I've checked the linked page and there's nothing about even learning the domain or learning the tech platform you're going to use. It's all blind faith, just a small step above copying stuff from GitHub or StackOverflow and pushing it to prod.

mbesto•1mo ago

You completely missed the point of my comment...

cultofmetatron•1mo ago

> There's a significant blind-spot in current LLMs related to blue-sky thinking and creative problem solving.

thats called job security!

ludicrousdispla•1mo ago

>> "Hey claude, I get this error message: <X>", and it'll often find the root cause quicker than I could.

Back in the day, we would just do this with a search engine.

Smaug123•1mo ago

It's not the same. Recently Opus 4.5 diagnosed and fixed a bug in the F# compiler for me, for example (https://github.com/dotnet/fsharp/pull/19123). The root cause is pretty subtle and very non-obvious, and of course the critical snippet of the stack trace `at FSharp.Compiler.Symbols.FSharpExprConvert.GetWitnessArgs` has no hits on Google other than my own bug report. I would have been completely lost fixing it.

andai•1mo ago

The current paradigm is we sorta-kinda got AGI by putting dodgy AI in a loop:

until works { try again }

The stuff is getting so cheap and so fast... a sufficient increment in quantity can produce a phase change in quality.

d-lisp•1mo ago

I remember about a problem I had while quick testing notcurses. I tried chatGPT which produced a lot of weird but kinda believable statements about the fact that I had to include wchar and define a specific preprocessor macro, AND I had to place the includes for notcurses, other includes and macros in a specific order.

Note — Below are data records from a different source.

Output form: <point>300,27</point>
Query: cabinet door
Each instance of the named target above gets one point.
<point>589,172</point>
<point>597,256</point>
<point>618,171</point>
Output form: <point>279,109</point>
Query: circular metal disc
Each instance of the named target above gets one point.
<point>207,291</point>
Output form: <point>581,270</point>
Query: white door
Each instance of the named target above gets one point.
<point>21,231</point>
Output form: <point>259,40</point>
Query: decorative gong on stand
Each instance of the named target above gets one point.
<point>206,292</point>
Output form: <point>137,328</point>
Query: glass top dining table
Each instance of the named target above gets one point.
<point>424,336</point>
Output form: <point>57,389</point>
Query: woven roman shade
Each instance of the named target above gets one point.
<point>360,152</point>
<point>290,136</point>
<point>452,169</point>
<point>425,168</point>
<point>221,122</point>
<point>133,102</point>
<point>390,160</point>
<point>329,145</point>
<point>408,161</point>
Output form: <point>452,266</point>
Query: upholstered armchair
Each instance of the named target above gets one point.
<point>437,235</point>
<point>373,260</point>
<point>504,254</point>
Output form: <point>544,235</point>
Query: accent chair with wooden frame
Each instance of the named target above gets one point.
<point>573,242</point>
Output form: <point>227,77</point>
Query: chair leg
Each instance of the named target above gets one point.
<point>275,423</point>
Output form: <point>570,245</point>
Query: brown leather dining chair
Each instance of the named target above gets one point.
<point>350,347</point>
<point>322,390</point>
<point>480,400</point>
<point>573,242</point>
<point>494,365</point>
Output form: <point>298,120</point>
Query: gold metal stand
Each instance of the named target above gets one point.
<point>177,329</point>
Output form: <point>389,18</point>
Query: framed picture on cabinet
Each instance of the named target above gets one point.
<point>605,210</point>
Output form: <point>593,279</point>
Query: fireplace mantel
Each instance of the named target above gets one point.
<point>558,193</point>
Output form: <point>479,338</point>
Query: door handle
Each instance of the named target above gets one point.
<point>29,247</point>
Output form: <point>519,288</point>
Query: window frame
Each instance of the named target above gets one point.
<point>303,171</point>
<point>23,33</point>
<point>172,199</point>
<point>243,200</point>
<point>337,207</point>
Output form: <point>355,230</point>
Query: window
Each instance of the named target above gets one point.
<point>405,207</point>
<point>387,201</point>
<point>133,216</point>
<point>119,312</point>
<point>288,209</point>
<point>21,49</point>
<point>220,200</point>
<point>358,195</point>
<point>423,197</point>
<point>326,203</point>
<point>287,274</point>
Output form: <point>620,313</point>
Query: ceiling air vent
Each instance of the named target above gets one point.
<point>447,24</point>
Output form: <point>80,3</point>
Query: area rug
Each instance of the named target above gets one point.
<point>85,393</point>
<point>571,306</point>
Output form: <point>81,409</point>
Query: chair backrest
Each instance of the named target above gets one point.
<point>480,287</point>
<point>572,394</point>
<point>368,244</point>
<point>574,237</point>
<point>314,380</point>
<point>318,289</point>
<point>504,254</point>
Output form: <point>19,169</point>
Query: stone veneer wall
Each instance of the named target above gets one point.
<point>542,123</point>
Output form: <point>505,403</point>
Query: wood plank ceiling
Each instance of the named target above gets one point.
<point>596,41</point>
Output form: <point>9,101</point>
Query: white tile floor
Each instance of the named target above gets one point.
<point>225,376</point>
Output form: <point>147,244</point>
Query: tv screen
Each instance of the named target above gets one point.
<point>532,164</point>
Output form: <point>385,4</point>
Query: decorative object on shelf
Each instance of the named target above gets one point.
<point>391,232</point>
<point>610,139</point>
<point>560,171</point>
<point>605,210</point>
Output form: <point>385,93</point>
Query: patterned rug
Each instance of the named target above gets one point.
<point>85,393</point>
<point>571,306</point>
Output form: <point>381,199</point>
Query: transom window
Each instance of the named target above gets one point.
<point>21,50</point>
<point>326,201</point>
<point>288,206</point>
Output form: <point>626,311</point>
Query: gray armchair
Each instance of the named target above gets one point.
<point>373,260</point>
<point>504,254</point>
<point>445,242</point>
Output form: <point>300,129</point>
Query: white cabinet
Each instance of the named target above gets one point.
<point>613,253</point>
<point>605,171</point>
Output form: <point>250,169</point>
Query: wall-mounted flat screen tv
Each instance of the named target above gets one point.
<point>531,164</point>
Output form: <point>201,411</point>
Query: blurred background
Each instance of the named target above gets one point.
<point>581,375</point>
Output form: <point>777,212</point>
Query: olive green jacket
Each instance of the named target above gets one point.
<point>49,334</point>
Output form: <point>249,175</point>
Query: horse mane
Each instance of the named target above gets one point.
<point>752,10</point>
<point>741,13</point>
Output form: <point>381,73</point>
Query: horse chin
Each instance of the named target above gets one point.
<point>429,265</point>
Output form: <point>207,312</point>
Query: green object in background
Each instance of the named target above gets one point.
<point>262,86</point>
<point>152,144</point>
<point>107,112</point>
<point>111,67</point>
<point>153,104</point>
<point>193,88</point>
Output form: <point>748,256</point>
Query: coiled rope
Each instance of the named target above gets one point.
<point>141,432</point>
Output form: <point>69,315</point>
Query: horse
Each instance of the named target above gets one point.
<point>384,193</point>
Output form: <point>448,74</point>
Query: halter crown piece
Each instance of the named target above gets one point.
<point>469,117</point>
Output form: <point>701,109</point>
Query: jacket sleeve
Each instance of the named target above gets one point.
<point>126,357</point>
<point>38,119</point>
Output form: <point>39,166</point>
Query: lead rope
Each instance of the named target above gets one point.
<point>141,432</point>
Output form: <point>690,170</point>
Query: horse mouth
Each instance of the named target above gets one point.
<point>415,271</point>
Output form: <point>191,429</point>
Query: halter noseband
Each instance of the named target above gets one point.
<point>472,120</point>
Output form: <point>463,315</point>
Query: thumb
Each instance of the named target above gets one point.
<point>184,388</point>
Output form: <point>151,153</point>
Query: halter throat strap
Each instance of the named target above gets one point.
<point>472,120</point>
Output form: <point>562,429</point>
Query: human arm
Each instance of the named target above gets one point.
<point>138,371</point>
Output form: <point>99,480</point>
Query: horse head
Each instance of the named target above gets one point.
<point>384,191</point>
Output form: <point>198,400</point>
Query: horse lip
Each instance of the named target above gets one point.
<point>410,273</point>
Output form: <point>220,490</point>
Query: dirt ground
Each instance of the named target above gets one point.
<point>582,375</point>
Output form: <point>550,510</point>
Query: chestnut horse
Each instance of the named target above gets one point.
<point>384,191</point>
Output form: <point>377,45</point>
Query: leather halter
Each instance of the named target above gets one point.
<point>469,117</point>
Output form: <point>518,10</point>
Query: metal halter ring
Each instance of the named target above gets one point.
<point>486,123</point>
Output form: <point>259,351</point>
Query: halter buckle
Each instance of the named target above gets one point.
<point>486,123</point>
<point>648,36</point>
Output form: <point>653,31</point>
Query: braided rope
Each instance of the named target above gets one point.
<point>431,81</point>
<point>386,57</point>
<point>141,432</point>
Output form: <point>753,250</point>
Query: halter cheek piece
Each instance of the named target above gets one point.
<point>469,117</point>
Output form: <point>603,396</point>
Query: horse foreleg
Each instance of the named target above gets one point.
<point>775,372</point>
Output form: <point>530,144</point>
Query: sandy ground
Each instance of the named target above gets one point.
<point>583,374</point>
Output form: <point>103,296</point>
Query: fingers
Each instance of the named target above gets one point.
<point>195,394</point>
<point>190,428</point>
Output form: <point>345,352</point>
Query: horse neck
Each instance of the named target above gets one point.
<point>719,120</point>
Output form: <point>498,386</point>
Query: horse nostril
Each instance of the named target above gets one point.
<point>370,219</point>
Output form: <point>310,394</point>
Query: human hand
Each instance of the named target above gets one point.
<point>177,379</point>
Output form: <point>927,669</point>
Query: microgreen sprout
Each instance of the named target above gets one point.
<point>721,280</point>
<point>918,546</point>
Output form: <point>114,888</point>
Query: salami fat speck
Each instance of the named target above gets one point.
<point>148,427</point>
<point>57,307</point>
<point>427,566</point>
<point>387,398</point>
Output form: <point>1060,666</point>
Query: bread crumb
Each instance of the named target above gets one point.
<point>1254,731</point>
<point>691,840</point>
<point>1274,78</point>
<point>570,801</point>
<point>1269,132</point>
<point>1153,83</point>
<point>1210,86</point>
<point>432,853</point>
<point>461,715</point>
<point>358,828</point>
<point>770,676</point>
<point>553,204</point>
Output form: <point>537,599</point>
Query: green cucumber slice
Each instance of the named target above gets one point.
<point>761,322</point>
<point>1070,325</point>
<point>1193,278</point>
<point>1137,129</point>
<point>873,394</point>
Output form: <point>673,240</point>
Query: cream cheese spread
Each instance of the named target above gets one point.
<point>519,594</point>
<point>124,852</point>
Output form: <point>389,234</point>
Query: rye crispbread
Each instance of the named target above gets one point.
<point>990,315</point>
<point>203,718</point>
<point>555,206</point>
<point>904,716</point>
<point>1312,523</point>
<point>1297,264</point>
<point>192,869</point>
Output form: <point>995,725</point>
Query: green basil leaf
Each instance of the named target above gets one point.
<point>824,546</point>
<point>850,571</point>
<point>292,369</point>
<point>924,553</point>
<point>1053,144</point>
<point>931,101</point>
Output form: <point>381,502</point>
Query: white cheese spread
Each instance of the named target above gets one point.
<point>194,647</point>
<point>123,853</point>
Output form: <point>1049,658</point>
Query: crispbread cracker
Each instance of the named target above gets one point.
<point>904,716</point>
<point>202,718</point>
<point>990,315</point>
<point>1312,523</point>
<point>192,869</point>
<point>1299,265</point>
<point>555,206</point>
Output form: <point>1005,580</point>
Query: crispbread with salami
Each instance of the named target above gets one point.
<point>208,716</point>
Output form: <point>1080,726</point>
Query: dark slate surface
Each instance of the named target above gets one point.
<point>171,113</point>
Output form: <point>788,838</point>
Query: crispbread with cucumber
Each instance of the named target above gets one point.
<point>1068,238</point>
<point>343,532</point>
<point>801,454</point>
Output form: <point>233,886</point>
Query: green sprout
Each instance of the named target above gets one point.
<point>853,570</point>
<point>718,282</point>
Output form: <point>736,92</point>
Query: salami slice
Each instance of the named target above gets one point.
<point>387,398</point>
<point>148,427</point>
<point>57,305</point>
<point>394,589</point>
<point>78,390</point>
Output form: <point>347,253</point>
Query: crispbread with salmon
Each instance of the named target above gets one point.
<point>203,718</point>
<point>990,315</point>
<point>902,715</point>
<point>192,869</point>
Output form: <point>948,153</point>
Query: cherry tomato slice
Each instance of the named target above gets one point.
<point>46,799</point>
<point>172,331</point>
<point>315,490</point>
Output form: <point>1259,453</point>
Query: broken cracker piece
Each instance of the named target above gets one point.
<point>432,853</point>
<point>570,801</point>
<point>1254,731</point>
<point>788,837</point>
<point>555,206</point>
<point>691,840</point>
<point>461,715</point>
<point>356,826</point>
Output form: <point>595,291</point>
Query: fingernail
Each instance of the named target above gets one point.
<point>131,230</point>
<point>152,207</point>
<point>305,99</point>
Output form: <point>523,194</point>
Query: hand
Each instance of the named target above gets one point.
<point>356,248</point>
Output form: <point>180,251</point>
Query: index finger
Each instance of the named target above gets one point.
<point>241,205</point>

My sentiment was "that's obviously a weird non-intended hack" but I wanted to test quickly, and well ... it worked. Later, reading the man-pages I aknowledged the fact that I needed to declare specific flags for gcc in place of the gpt advised solution.

I think these kind of value based judgements are hard to emulate for LLMs, it's hard for them to identifiate a single source as the most authoritative source in a sea of lesser authoritative (but numerous) sources.

order-matters•1mo ago

TBH I think its ability to structure unstructured data is what makes it a powerhouse tool and there is so much juice to squeeze there that we can make process improvements for years even if it doesnt get any better at general intelligence.

If I had a pdf printout of a table, the workflow i used to have to use to get that back into a table data structure to use for automation was hard (annoying). dedicated OCR tools with limitations on inputs, multiple models in that tool for the different ways the paper the table was on might be formatted. it took hours for a new input format

now i can take a photo of something with my phone and get a data table in like 30 seconds.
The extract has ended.